National Center for Biotechnology Information (NCBI), National Library of Medicine (NLM), National Institutes of Health (NIH), Bethesda, MD 20894, USA.
Department of Molecular and Human Genetics, Baylor College of Medicine, Houston, TX 77030, USA.
Bioinformatics. 2022 Sep 15;38(18):4449-4451. doi: 10.1093/bioinformatics/btac537.
Previous studies have shown that automated text-mining tools are becoming increasingly important for successfully unlocking variant information in scientific literature at large scale. Despite multiple attempts in the past, existing tools are still of limited recognition scope and precision.
We propose tmVar 3.0: an improved variant recognition and normalization system. Compared to its predecessors, tmVar 3.0 recognizes a wider spectrum of variant-related entities (e.g. allele and copy number variants), and groups together different variant mentions belonging to the same genomic sequence position in an article for improved accuracy. Moreover, tmVar 3.0 provides advanced variant normalization options such as allele-specific identifiers from the ClinGen Allele Registry. tmVar 3.0 exhibits state-of-the-art performance with over 90% in F-measure for variant recognition and normalization, when evaluated on three independent benchmarking datasets. tmVar 3.0 as well as annotations for the entire PubMed and PMC datasets are freely available for download.

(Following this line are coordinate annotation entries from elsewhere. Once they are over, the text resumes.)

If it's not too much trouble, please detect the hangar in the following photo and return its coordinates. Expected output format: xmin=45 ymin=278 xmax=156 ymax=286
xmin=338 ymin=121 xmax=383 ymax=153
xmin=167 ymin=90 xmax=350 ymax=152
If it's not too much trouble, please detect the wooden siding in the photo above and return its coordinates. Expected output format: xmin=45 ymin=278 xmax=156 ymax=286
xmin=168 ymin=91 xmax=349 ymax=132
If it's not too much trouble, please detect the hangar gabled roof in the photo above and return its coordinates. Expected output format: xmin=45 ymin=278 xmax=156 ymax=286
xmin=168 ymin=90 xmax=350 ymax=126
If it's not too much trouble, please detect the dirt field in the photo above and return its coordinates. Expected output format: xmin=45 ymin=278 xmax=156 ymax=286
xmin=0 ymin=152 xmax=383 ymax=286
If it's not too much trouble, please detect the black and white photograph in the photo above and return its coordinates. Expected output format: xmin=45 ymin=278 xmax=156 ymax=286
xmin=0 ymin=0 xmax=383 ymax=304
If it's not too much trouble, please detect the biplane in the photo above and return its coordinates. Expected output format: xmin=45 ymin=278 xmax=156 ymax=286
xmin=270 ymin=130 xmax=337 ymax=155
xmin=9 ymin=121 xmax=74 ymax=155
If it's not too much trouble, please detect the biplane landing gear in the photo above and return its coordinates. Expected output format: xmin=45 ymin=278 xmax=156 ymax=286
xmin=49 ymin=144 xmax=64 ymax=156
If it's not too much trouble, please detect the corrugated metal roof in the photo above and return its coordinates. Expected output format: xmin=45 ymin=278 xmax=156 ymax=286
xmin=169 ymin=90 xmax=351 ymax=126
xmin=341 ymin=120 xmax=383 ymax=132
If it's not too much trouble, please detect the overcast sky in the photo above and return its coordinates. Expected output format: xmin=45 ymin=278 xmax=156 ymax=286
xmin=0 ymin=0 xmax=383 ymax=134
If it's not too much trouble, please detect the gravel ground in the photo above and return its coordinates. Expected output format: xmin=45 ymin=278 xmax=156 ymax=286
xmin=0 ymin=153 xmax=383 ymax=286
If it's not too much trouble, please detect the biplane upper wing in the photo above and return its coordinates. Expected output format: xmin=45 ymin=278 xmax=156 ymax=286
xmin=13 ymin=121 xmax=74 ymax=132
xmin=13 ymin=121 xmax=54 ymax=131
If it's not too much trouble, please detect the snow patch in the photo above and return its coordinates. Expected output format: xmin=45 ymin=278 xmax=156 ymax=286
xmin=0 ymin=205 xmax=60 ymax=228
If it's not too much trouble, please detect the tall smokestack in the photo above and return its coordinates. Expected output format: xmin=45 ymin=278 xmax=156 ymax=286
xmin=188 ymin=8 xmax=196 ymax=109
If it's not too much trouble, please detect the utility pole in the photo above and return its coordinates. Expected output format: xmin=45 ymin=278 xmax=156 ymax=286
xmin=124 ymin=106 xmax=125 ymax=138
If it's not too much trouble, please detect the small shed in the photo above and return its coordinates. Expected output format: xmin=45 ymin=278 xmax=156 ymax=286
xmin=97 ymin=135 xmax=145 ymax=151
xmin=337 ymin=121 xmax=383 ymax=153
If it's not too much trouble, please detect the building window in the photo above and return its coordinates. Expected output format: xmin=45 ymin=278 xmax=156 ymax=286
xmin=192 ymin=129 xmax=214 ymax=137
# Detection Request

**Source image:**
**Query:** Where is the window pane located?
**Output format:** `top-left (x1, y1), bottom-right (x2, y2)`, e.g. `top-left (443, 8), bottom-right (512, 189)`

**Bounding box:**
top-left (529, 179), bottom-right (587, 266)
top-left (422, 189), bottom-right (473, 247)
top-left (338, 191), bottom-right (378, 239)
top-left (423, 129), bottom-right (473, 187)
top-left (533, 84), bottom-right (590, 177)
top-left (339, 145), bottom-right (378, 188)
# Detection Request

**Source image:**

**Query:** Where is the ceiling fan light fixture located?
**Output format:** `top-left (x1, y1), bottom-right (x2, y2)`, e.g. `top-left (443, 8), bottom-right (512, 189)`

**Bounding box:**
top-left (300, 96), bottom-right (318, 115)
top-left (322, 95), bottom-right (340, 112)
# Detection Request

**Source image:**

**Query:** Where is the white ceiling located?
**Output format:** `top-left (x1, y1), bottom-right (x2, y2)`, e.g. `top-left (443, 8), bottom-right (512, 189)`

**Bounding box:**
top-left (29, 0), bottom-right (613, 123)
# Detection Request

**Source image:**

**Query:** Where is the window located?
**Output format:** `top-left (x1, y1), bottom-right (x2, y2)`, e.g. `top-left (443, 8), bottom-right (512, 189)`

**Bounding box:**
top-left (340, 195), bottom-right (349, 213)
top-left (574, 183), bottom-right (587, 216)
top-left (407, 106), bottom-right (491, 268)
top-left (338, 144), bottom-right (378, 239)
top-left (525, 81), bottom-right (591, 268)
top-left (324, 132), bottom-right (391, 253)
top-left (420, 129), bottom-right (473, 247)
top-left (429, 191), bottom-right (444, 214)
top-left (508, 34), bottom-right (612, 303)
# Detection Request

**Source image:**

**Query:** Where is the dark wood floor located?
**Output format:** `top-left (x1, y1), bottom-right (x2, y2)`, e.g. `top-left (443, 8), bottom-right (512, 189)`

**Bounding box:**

先前的研究表明,自动化文本挖掘工具对于在大规模的科学文献中成功解锁变体信息变得越来越重要。尽管过去有多次尝试,但现有工具的识别范围和精度仍然有限。
我们提出了 tmVar 3.0:一种改进的变体识别和标准化系统。与之前的版本相比,tmVar 3.0 可以识别更广泛的变体相关实体(例如等位基因和拷贝数变体),并将同一文章中属于同一基因组位置的不同变体提及分组在一起,以提高准确性。此外,tmVar 3.0 提供了高级的变体标准化选项,例如来自 ClinGen 等位基因注册中心的等位基因特异性标识符。当在三个独立的基准测试数据集上进行评估时,tmVar 3.0 在变体识别和标准化方面的 F 度量超过 90%,表现出最先进的性能。tmVar 3.0 以及整个 PubMed 和 PMC 数据集的注释均可免费下载。